Per camuffare la spaccatura, Borrell ha dichiarato che “i 27 sono uniti dietro la musica del testo”, ma non sui dettagli di come metterla in pratica. Secondo Euractiv, la bozza parla di approccio “de-risking” e “non di scontro”, simultaneamente trattando Pechino come partner, concorrente e rivale sistemico, a seconda di come la Cina risponde alle sfide europee.
In una lettera separata, Borrell ha scritto che i rapporti futuri saranno basati su valori, sicurezza economica e sicurezza strategica, in particolare citando i casi di Ucraina e Taiwan. Così, mentre la bozza sembra ammorbidire l’atteggiamento precedente più aggressivo, tuttavia contiene un meccanismo che autorizza lo scontro.
Fonti diplomatiche hanno detto a Euractiv che c’è una grave spaccatura tra i membri su come articolare la politica di “de-risking” con la Cina.

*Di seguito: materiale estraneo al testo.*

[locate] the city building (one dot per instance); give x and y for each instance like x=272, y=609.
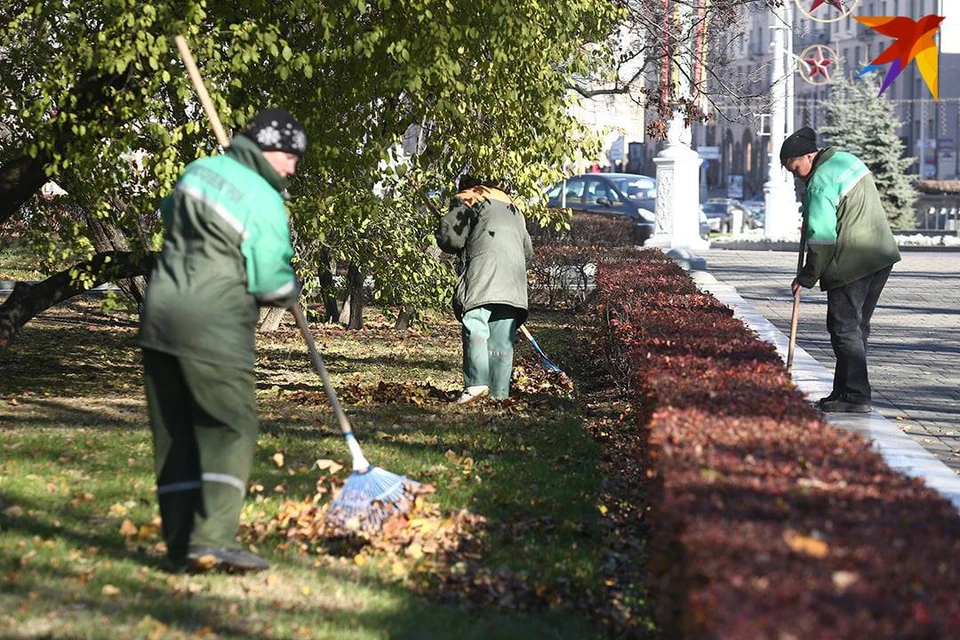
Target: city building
x=736, y=141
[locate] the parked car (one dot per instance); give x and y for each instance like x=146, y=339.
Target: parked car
x=720, y=213
x=758, y=205
x=610, y=194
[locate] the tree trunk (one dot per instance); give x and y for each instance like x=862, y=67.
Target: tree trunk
x=355, y=291
x=108, y=237
x=30, y=300
x=331, y=310
x=343, y=316
x=271, y=320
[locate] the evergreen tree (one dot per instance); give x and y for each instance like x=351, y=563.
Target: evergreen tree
x=865, y=125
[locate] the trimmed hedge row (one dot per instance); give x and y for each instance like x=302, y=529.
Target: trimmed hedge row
x=767, y=522
x=564, y=262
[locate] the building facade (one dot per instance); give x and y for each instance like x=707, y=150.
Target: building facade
x=738, y=130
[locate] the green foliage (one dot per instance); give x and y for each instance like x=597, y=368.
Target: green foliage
x=481, y=84
x=866, y=126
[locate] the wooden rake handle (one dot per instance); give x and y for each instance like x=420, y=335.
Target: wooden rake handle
x=201, y=89
x=794, y=319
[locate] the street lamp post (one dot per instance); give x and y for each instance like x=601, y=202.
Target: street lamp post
x=781, y=218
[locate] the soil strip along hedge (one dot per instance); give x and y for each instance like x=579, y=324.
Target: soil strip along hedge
x=767, y=522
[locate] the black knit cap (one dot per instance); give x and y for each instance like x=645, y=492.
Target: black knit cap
x=276, y=130
x=799, y=143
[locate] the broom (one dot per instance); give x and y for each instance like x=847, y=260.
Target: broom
x=545, y=362
x=795, y=314
x=371, y=494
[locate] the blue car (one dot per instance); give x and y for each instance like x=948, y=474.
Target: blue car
x=612, y=195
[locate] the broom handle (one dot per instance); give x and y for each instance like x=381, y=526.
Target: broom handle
x=359, y=462
x=795, y=315
x=794, y=319
x=202, y=92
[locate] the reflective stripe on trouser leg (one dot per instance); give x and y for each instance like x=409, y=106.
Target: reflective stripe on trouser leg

Il ministro degli Esteri lituano Gabrielius Landsbergis (foto), che fa il controcanto a Borrell, ha dichiarato: “È desiderabile che il coro EU27 canti all’unisono, ma in questa bozza sulla Cina sembra che siamo distanti alcune ottave”.

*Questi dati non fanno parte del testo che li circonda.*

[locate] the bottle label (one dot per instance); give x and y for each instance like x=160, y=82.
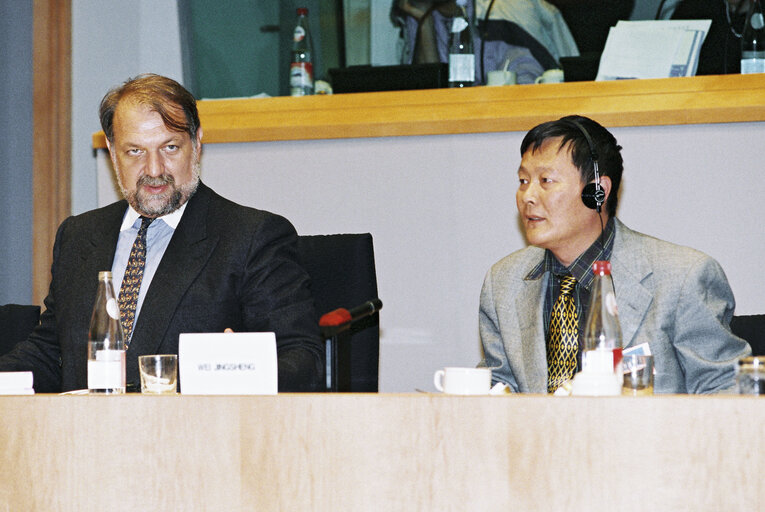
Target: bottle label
x=752, y=64
x=107, y=370
x=459, y=24
x=611, y=306
x=461, y=67
x=301, y=75
x=299, y=34
x=757, y=21
x=113, y=309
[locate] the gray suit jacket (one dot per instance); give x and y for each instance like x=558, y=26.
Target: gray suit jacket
x=674, y=298
x=226, y=266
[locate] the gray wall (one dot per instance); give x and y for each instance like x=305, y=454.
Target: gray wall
x=16, y=151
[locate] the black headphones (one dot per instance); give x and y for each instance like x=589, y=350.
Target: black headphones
x=593, y=194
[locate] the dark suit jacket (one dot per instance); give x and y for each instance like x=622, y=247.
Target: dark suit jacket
x=226, y=266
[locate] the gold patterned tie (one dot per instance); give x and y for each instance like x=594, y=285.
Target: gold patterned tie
x=563, y=339
x=131, y=283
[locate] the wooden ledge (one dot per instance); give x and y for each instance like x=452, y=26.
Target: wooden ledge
x=669, y=101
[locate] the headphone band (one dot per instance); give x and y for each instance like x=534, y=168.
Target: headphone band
x=593, y=194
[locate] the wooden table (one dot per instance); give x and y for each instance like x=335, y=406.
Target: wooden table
x=381, y=452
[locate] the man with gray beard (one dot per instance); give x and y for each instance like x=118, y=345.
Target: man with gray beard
x=210, y=264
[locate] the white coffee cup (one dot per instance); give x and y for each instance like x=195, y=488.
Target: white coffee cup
x=550, y=76
x=463, y=381
x=500, y=77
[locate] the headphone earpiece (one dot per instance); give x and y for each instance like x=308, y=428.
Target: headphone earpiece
x=593, y=195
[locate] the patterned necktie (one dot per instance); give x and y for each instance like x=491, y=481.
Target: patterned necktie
x=131, y=283
x=563, y=340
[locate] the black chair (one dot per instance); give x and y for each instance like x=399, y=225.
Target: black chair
x=16, y=322
x=752, y=329
x=342, y=270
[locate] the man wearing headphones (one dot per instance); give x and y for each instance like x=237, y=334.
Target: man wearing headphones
x=674, y=299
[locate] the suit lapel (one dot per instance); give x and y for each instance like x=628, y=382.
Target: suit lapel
x=96, y=254
x=533, y=353
x=93, y=253
x=186, y=255
x=629, y=271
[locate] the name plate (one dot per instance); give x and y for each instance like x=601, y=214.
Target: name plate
x=240, y=363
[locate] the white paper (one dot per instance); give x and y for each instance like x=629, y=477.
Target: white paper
x=16, y=380
x=228, y=363
x=652, y=49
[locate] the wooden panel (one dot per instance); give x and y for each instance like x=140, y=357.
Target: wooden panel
x=52, y=130
x=381, y=452
x=703, y=99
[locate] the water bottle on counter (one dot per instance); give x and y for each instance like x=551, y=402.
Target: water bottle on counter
x=301, y=67
x=602, y=352
x=106, y=341
x=753, y=40
x=461, y=54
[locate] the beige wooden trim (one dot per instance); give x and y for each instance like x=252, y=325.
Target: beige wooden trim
x=52, y=130
x=380, y=452
x=703, y=99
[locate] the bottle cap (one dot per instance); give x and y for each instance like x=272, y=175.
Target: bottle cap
x=602, y=268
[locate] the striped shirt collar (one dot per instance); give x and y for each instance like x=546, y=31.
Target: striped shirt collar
x=581, y=267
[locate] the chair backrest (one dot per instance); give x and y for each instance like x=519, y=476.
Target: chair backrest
x=342, y=270
x=16, y=322
x=752, y=329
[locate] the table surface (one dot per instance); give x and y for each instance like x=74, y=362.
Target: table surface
x=381, y=452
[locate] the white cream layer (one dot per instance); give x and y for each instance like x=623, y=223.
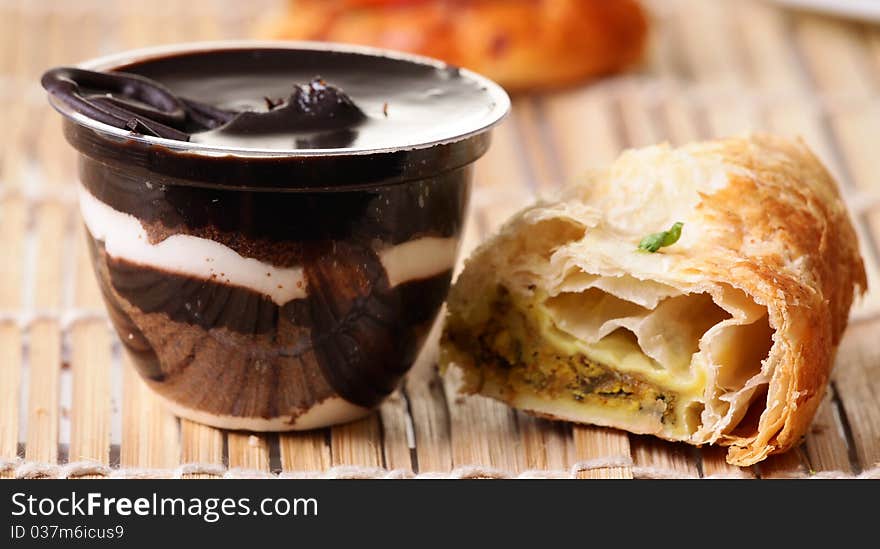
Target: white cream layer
x=417, y=259
x=125, y=238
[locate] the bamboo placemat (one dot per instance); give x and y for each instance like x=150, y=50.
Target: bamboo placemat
x=70, y=405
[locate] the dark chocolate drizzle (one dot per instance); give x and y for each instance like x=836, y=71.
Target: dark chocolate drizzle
x=323, y=113
x=132, y=102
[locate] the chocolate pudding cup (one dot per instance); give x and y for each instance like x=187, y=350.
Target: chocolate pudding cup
x=271, y=277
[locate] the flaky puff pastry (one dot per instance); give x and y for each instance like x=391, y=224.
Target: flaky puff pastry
x=725, y=337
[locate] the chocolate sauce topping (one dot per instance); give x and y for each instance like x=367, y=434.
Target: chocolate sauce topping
x=277, y=118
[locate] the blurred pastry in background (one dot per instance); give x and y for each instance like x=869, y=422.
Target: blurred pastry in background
x=522, y=44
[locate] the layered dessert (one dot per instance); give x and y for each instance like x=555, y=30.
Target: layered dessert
x=274, y=229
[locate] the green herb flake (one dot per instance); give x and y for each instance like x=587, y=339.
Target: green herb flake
x=655, y=241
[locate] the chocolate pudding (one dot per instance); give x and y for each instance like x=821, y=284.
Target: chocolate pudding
x=274, y=228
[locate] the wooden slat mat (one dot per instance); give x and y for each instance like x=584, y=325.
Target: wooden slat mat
x=70, y=405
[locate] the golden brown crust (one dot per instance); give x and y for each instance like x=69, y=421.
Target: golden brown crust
x=762, y=217
x=795, y=208
x=520, y=44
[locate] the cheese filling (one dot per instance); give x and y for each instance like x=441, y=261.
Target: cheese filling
x=522, y=349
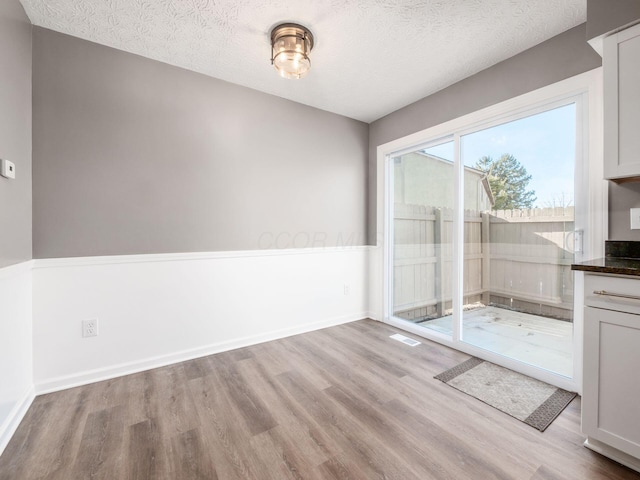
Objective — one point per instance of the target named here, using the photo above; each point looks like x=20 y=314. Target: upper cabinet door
x=621 y=62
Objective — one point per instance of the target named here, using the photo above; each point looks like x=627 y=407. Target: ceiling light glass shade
x=290 y=47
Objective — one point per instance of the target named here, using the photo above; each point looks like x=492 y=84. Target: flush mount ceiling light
x=290 y=47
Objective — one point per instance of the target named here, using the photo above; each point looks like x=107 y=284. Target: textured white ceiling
x=371 y=57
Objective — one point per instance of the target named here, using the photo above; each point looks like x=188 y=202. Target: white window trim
x=588 y=85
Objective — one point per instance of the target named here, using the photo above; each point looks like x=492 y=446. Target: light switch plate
x=635 y=219
x=8 y=169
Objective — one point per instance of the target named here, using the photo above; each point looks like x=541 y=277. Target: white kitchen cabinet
x=621 y=64
x=611 y=378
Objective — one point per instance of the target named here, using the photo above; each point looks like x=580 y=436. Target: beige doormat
x=531 y=401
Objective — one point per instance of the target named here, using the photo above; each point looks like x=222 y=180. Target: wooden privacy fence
x=518 y=258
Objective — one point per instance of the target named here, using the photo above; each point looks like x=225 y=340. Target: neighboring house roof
x=485 y=180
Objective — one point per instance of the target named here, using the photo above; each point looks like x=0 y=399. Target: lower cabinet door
x=611 y=381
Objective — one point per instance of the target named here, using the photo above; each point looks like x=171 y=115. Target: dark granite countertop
x=621 y=258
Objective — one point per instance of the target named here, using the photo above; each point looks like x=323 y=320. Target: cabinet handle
x=619 y=295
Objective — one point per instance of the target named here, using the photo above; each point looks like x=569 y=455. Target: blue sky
x=544 y=144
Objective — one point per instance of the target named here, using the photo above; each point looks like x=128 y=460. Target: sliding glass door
x=482 y=235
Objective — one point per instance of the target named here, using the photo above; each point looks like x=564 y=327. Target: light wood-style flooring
x=346 y=402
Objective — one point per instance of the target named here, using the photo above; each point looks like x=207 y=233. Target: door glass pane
x=518 y=239
x=423 y=194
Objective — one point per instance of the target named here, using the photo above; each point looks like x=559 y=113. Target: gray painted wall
x=15 y=132
x=606 y=15
x=560 y=57
x=134 y=156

Il Financial Times riporta che Borrell, parlando con i giornalisti, ha sostenuto che la Cina dovrebbe usare la propria influenza sulla Russia per fermare la guerra, prima che possano essere stabilite relazioni normali. Bruxelles e Pechino rappresentano due sistemi concorrenti, “molto diversi”, impegnati in una “battaglia delle narrazioni” globale e in una “battaglia di offerte” al mondo, ha detto. “I nostri sistemi politici ed economici sono diversi, completamente diversi. Noi siamo democrazie multipartitiche e loro hanno un solo partito. Noi siamo economie di mercato, quella cinese è un’economia a guida statale… Siamo rivali, perché presentiamo i nostri modelli al resto del mondo”. Ha dimenticato di dire che il suo modello è fallito mentre quello cinese va alla grande.